The legal framework for native title claims are complex. Identifying and assessing the evidence for proving native title is an involved process that can often result in lengthy timeframes for determinations.

To reduce this complexity, the Government announced a review of the Native Title Act 1993 on 3 August 2013, the year marking its twentieth anniversary. The then Attorney-General, Mr Mark Dreyfus QC, and the Minister for Families, Community Services and Indigenous Affairs, the Hon. Jenny Macklin MP, announced terms of reference for an Australian Law Reform Commission (ALRC) inquiry into specific areas of native title law, following the release of draft terms of reference for public consultation in June 2013.

The two specific areas to be considered were:

  • connection requirements, and
  • authorisation and joinder provisions of the Native Title Act 1993 (these provisions can significantly affect the timely and effective resolution of native title claims).

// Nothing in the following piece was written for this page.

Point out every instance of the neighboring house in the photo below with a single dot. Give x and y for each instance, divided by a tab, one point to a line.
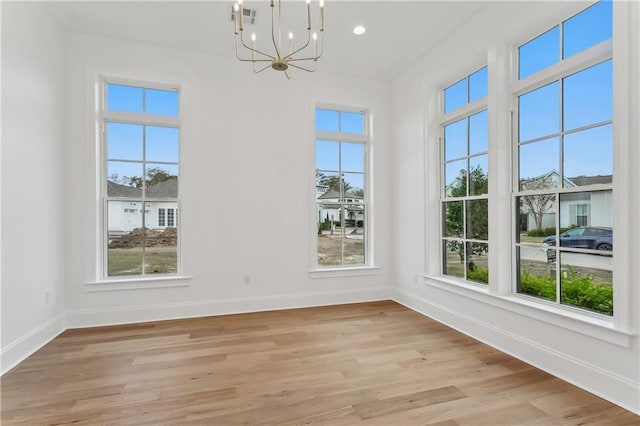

The Law Council has now responded to the second consultation document, a Discussion Paper released by the ALRC, where the ALRC made a number of proposals and asked a series of questions on the definition of Native Title, connection requirements, and authorisation provisions contained in the Native Title Act.

Currently, claimants bear the persuasive burden of proving continuous connection with land and waters. A presumption of continuity reduces the burden on claimants to establish the elements necessary to prove the existence of native title, and places some of that burden on state and territory respondents. A presumption of continuity is rebuttable by evidence to the contrary. The ALRC did not propose that there be a presumption of continuity. Instead it proposed a number of amendments to the definition of native title to reduce the technicality and complexity of establishing native title rights and interests. However, the Law Council submitted that a presumption of continuity, rebuttable by evidence to the contrary, would significantly reduce the time and cost of native title proceedings. The Law Council noted that a presumption of continuity could not apply to overlapping claims.

In the Discussion Paper, the ALRC asked whether a system for the training and certification of legal professionals acting in native title matters should be developed. The Law Council strongly opposed any further regulation of lawyers. Legal practitioners are already subject to comprehensive regulation from a range of sources, including statute, regulations, statutory rules, professional conduct rules and supervision by the court. The Law Council made a detailed submission in response to the Deloitte Access Economics Review of Native Title Organisations on this issue in October 2013.

The Law Council does not oppose a voluntary accreditation scheme but considers that such a voluntary accreditation scheme for native title lawyers is not feasible for a number of reasons including the smaller number of legal practitioners operating in the native title area.

The ALRC is expected to report by March 2015.